Results
The benchmark which was published in the supercell paper (PbSnTe2 2x2x2) is obsolete. The current version of supercell program can process the configuration in a few seconds. More importantly, this test does nothing useful. Therefore, below I use a more advanced test case with 1011 total combinations, which does a “wet-run” and generates output structures with random sampling and the lowest electrostatic energy. This is a real practical case of using the supercell program. The input file can be downloaded from supercell distribution
CaAl6Te10.cif.
Test command
supercell -i CaAl6Te10.cif -m -q -n r10 -n l10 -v 2
The tests were run once for each of the configurations below:
- Intel® Xeon® Gold 6226R 2.90GHz CPU (32 cores).
- Ubuntu 16.04 LTS
- Binary files from supercell site.
During this run 1011 structures were processed in 117 and 6 minutes on 1 and 32 cores respectively. The maximum performance is around 300 mln structures per second.
Scalability
Some tests were performed to check the scalability of the program (see figure below). The y-axis shows performance per core normalized to v2.1 performance on one core. The extrapolation shows that even at 64 cores adding more cores still decreases processing time, because per-core performance is still above the saturation limit.

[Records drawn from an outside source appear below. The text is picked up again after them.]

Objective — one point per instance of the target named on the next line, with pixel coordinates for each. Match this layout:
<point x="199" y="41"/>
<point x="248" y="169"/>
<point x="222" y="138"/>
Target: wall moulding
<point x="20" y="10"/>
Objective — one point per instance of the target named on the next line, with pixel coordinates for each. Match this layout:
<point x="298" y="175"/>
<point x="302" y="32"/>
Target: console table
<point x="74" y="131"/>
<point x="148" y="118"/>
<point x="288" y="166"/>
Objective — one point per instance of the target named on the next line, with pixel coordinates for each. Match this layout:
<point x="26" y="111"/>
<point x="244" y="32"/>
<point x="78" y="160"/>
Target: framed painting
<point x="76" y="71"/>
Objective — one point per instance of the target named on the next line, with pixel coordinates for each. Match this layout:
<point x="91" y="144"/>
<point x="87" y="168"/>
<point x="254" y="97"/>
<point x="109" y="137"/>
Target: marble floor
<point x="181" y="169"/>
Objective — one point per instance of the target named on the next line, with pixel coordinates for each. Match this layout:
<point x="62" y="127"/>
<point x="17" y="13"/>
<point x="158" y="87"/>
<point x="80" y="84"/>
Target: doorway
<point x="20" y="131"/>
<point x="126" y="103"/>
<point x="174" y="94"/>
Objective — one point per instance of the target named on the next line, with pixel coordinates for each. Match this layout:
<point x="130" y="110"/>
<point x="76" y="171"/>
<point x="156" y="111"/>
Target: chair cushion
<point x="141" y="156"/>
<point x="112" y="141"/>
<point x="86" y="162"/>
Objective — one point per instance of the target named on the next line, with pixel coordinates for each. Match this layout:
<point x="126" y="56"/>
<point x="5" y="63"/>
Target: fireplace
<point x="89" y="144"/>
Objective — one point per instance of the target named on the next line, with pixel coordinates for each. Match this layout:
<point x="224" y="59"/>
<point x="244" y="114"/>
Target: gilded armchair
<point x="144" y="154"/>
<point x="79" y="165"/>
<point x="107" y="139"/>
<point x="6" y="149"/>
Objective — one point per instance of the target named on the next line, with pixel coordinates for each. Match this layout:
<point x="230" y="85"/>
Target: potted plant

Optimal performance recommendations
- Use Linux. Binaries for other platforms are not as well optimized as the Linux binary.
- Optimal compiling of supercell program requires advanced programming skills, so binaries from the site are OK for most users.
- Supercell performance correlates very well with benchmark scores from cpubenchmark.net. You can use that data to find an optimal solution for running the program.